Egypt President Sisi urges UN intl coalition to intervene in Libya
Egyptian President Abdel Fattah el-Sisi is calling for a United Nations resolution mandating international intervention in Libya after Egypt bombarded IS targets in Libya following the apparent beheadings of 21 Egyptian Christians.
"There is no other choice, taking into account the agreement of the Libyan people and government and that they call on us to act," Egyptian President Abdel Fattah el-Sisi told France's Europe 1 radio in an interview aired on Tuesday.
Asked if it would recommence its own action: "We need to do it again, and all of us together."
Egypt launched an aerial assault on IS positions in Libya on Monday and called on the United States and Europe to participate in an international coalition in the North African state.
Egypt is rapidly attempting to forge an international coalition as IS continues to make inroads.

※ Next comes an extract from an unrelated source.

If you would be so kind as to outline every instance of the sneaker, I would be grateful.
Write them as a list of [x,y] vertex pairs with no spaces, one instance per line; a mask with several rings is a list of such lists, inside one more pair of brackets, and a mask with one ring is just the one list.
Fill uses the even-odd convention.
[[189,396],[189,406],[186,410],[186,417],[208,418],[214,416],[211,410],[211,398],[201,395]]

Sisi spoke with French President Francois Hollande and Italian Prime Minister Matteo Renzi on Monday about the deteriorating situation in Libya. He also dispatched his foreign minister, Sameh Shukri, to New York to consult at the UN ahead of a terrorism conference beginning on Wednesday in Washington.
The European Union said Monday it did not foresee the bloc participating in any military operations in Libya, while admitting that the country “is breaking apart.”

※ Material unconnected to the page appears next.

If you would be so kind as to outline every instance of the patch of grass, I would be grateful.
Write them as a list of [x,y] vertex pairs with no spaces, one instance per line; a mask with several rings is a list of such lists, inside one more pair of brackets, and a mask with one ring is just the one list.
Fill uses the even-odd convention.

Meanwhile, the Egyptian leader called on militias to hand in their arms but urged weapons to be supplied to Libya's internationally recognized government, based in the eastern city of Tobruk after rivals seized power in Tripoli.
"What is happening in Libya is a threat to international peace and security," said Sisi on Monday, speaking for a nation mortified and enraged by a video showing Egyptian Coptic Christians being led along a beach, purportedly in Libya, before being executed by Islamic State (IS, formerly ISIS) members.
The Tobruk government has already asked for the lifting of an international arms embargo to help it take back control of the country.
In Monday's attack on Libyan territory, Egypt said IS training camps were targeted "to avenge the bloodshed and to seek retribution from the killers," Egyptian military statement said, as quoted by AP. "Let those far and near know that Egyptians have a shield to protect and safeguard the security of the country and a sword that cuts off terrorism."
The Egyptian military sent US-made F-16 fighter jets to target alleged IS sites in the eastern Libyan city of Darna, according to Egyptian and Libyan security officials who spoke on condition of anonymity, AP reported.
Libya saw a multinational intervention in the 2011 Libyan civil war that led to the death of Libya strongman Muammar Gaddafi.
The 7-month military intervention in Libya (March 19-October 31, 2011), carried out by a US-led group comprised of mostly Western governments, ended soon after Libyan strongman Muammar Gaddafi was captured by a mob and killed on the street in Sirte, which just happened to be Gaddafi’s birthplace.
Since the Western intervention in Libya, the country has remained on the cusp of collapse, pulled as it is between internal forces (including the Islamic State), which the power vacuum has created.
On September 11, 2012, following the release of the anti-Muslim video, Innocence of Muslims, the US diplomatic compound in Benghazi came under attack by over 100 gunmen, leading to the death of US Ambassador J. Christopher Stevens and US Foreign Service Information Management Officer Sean Smith, as well as two CIA contractors.
Since August 2014, Libya, which boasts Africa’s largest oil reserves, has been ruled by two competing governments, a scenario that leaves open the question as to who owns Libya's oil exports, worth more than $10 billion a year.